If Aziz was surprised when the Rome correspondent of the Tel Aviv daily Maariv stood up to ask him a question (about whether Iraq would answer a U.S. attack with attacks on Israel and America’s Arab allies), he didn’t seem flustered. He let the reporter finish, then declared: “When I came to this press conference it was not in my agenda to answer questions from the Israeli media. Sorry.”

That might have been a moment of truth, an unmistakable betrayal of the “peace mission” pretense of Aziz’s visit to Italy. What sort of peacemaker refuses even to speak to his enemies?

Aziz’s refusal drew hisses and boos. As the moderator asked the Iraqi to reconsider, some of us headed for the doors. But once outside, we found that only a dozen reporters had left. Among us were a couple of Dutchmen, two Italians, a French woman, a Bulgarian, a Canadian, a Colombian and several Germans. The Germans were especially upset, and immediately announced that they would be quitting the Foreign Press Association, the organization hosting the event.
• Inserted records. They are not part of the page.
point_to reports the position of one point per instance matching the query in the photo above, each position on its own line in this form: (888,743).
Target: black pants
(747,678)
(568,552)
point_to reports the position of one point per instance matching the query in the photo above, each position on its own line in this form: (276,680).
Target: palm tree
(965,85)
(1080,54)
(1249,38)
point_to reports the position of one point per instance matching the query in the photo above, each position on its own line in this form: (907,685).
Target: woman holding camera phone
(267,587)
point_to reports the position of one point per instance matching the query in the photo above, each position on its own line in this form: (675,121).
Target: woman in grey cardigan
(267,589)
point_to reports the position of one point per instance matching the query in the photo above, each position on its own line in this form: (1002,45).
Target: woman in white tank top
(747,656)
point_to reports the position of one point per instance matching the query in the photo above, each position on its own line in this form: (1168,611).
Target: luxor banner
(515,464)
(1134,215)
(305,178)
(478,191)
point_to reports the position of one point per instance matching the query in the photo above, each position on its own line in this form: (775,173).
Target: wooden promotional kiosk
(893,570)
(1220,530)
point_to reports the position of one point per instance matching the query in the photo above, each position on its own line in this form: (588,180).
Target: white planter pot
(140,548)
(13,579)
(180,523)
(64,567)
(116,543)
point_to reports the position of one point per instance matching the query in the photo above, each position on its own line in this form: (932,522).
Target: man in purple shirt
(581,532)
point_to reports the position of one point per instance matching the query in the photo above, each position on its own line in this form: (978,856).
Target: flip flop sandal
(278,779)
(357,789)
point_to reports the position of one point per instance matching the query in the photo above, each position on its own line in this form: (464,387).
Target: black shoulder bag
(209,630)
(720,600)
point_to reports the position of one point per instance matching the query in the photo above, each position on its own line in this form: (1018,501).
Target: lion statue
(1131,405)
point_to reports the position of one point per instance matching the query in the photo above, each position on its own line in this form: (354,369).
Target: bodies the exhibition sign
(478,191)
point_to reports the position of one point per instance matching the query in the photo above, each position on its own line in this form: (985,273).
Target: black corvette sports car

“We look to the foreign press to set an example,” the correspondent for a distinguished Italian daily told me, “but this time you failed.”

Walking out was easy for me; no editor was going to fire me for missing the conference, whereas it might have cost others their jobs. But most of them probably didn’t even consider it: leaving the scene of a news story is exactly the opposite of what journalists train themselves to do. Think of the photographers who keep shooting, and the reporters who keep scribbling or taping, in the thick of battle or natural disaster.

Reporters are also supposed to be neutral, and not take sides in political or international disputes, such as that between Israel and Iraq. Yet surely one issue on which journalists must not be neutral is the autonomy of the press. Journalists should report the words and actions of politicians while subjecting them to critical scrutiny. We should not be those politicians’ props or mouthpieces. In this case, Aziz was permitted to make a political point by excluding a member of the press from an event held on the press’s own turf.

So this is about journalistic standards, not Israel. And yet it is about Israel too. “What would have happened if Sharon had refused to respond to an Arab journalist?” asked the snubbed reporter, Menachem Gantz. Answer: the same thing that would happen if President Bush refused to answer a reporter from the New York Times or Le Monde. If not a boycott, then a series of outraged editorials in every paper in the world.

The reason that didn’t happen this time is that most journalists take Arab hatred of Israel for granted, which is in practice awfully like condoning it. And journalists aren’t the only ones.

“Certainly to you and to me and to everyone in the West it seems quite shocking,” says Father Benjamin of Aziz’s refusal to answer Gantz, “but seen from the point of view of people in these countries — it’s against the law there even to pronounce the name of Israel. … Maybe if there were a different policy toward the Palestinians and toward Iraq, then there would be less aggressivity on their part.”

Still, the priest (a lot more affable on the phone than he was on the dais) admits that it would have been better if the Iraqi official, visiting Italy on a mission of peace, had taken the chance to make a gesture toward “openness and dialogue” at the press conference.

“At one moment I wanted to intervene,” Father Benjamin says, “but I thought that as a priest I couldn’t insert myself in a political matter between two countries.” God forbid.